Impact of the new research
Dana-Farber scientists have developed a laboratory model that mimics the process by which fallopian tube cells may turn into cancer cells that appear to have come from the ovaries. Their demonstration that this process can happen in the lab is powerful evidence that it does happen in patients, throwing new weight behind the theory that HGSOC begins, in fact, in the fallopian tubes and not in the ovaries as was previously believed.

This previous belief was founded on examinations of fallopian tubes surgically removed from women with a genetic predisposition to ovarian cancer and areas of the tubes adjacent to the ovary often had patches of cells that were predecessors of serous cancers. But to convincingly show that these cells are the source of high-grade serous ovarian cancer, the scientists needed to trace each step of the disease’s development and believe that their model provides that kind of demonstration.

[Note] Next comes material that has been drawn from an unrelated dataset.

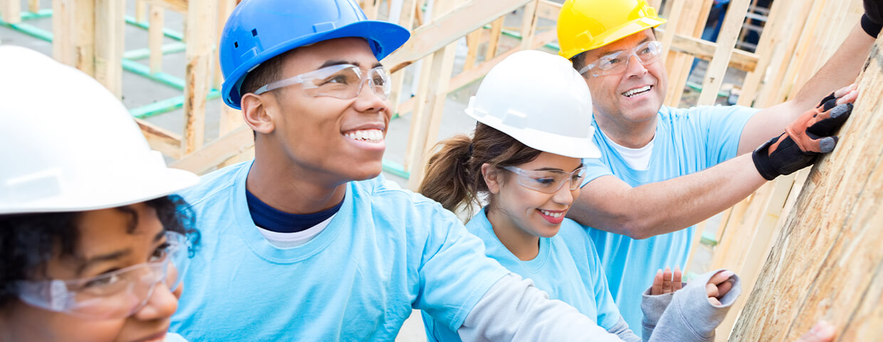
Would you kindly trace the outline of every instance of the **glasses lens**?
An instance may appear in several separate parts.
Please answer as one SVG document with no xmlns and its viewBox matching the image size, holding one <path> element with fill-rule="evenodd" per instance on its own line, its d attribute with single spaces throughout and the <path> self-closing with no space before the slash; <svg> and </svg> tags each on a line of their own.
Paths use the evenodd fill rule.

The origins of HGSOC have been so difficult to track down because of the insidious nature of the disease. Ovarian tumors often establish themselves without producing any warning symptoms and so by the time the disease is discovered, the ovaries can be so overrun with cancer that adjacent sections of the fallopian tube are obscured, making them difficult to examine under a microscope.  Dana-Farber researchers created a laboratory model for studying the lining of the fallopian tubes by using tissue from women who had had their fallopian tubes removed for reasons unrelated to cancer.  Thus they were able to establish a model that mirrors the structure and function of normal fallopian tube tissue in the body.

Studies such as these will help us identify different types of high-grade serous ovarian cancer, as well as possibly discover biomarkers — proteins in the blood — that signal the presence of the disease. Ultimately, the model will enable researchers to test potential therapies to determine which work best in each type of the disease.